Sur la requête en prolongation de la rétention :
Compte tenu des conclusions auxquelles la cour est parvenue quant aux garanties de représentation de M. X dans le cadre de l’examen de sa contestation de la mesure de placement, et au vu de l’ordonnance entreprise, qui a notamment retenu par des motifs pertinents que la cour adopte, que l’intéressé ne justifiait pas de garanties de représentation suffisantes pour justifier de son assignation à résidence, la prolongation de la rétention administrative de M. X apparaît fondée.
Il convient donc de confirmer l’ordonnance entreprise.
PAR CES MOTIFS :
DÉCLARONS l’appel de M. A X recevable en la forme ;
au fond,
CONFIRMONS l’ordonnance rendue par le juge des libertés et de la détention du tribunal de grande instance de STRASBOURG le 26 avril 2019 ;
RAPPELONS à l’intéressé les droits qui lui sont reconnus pendant la rétention :
— il peut demander l’assistance d’un interprète, d’un conseil ainsi que d’un médecin,
— il peut communiquer avec son consulat et avec une personne de son choix ;
DISONS avoir informé M. A X des possibilités et délais de recours contre les décisions le concernant.

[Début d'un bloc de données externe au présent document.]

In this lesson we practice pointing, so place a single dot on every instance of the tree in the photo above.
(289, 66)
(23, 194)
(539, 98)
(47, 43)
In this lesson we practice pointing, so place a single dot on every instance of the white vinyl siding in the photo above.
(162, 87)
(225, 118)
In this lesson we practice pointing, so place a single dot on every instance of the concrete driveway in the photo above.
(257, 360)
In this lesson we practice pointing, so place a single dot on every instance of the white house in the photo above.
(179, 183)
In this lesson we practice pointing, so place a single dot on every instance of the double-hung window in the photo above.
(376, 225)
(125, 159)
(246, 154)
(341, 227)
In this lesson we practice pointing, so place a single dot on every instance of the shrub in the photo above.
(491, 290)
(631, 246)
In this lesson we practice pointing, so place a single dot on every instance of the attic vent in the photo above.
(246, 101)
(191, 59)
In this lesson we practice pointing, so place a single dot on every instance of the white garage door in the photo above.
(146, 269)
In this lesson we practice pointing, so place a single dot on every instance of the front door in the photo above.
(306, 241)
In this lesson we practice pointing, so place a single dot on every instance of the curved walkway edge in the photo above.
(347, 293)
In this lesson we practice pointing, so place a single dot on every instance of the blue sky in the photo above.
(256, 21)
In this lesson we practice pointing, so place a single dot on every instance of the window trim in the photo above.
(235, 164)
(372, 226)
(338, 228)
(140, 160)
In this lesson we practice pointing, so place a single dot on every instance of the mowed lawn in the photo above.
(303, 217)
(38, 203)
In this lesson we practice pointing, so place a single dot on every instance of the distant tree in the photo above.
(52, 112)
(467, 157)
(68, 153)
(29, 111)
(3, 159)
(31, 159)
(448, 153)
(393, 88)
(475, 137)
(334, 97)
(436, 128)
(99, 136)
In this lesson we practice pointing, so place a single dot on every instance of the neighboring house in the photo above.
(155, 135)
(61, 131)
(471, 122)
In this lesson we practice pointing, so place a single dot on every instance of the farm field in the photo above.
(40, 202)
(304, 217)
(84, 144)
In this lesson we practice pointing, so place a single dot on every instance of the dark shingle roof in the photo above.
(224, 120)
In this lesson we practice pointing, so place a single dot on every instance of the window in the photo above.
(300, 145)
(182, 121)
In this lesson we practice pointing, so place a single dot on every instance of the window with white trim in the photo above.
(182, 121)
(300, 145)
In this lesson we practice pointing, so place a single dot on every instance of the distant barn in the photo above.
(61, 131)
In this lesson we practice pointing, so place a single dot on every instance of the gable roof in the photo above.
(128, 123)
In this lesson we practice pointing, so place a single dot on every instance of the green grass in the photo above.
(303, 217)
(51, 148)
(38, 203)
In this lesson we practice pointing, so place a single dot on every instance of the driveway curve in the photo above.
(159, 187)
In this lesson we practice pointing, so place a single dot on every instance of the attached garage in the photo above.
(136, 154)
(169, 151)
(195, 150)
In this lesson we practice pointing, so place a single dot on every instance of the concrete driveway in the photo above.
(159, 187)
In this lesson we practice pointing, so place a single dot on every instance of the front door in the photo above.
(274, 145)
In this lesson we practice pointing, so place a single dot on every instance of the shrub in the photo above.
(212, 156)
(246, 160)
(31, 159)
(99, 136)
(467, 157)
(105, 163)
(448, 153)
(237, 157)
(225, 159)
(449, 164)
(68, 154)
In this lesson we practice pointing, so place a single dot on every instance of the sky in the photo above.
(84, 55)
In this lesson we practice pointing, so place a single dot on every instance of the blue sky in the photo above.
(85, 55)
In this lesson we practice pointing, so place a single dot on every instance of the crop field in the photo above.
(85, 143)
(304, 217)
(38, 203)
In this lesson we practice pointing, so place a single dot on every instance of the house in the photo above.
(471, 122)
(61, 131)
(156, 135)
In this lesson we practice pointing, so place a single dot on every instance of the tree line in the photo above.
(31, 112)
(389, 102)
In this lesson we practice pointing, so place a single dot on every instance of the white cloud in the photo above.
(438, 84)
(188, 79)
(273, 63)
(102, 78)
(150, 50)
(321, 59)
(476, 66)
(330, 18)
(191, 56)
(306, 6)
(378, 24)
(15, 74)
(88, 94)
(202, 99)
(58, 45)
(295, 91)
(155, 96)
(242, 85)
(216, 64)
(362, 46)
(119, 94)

Prononcé à COLMAR, en audience publique, le 30 avril 2019 à 15 heures 15, en présence de Maître B C et de l’interprète lequel a traduit la présente décision à l’intéressé lors de sa remise.
Le greffier, Le président,
reçu notification et copie de la présente,
le 30 avril 2019 à 15 heures 15
l’avocat de l’intéressé
Me C
l’intéressé
M. X
l’interprète
Mme Z
l’avocat de la préfecture
Me HAMM
Absente lors du prononcé
EXERCICE DES VOIES DE RECOURS :
— pour information : l’ordonnance n’est pas susceptible d’opposition,
— le pourvoi en cassation est ouvert à l’étranger, à l’autorité administrative qui a prononcé le maintien en zone d’attente ou en rétention et au ministère public,
— le délai du pourvoi en cassation est de deux mois à compter du jour de la notification de la décision, ce délai étant augmenté de deux mois lorsque l’auteur du pourvoi demeure à l’étranger,
— le pourvoi en cassation doit être formé par déclaration au Greffe de la Cour de cassation qui doit être obligatoirement faite par un avocat au Conseil d’Etat et à la Cour de cassation,
— l’auteur d’un pourvoi abusif ou dilatoire peut être condamné à une amende civile,
— ledit pourvoi n’est pas suspensif.
La présente ordonnance a été, ce jour, communiquée pour information au CRA de GEISPOLSHEIM, à M. le Préfet du Haut-Rhin, à Maître B C, à la SCP E F et à M. Le Procureur Général près la Cour de ce siège.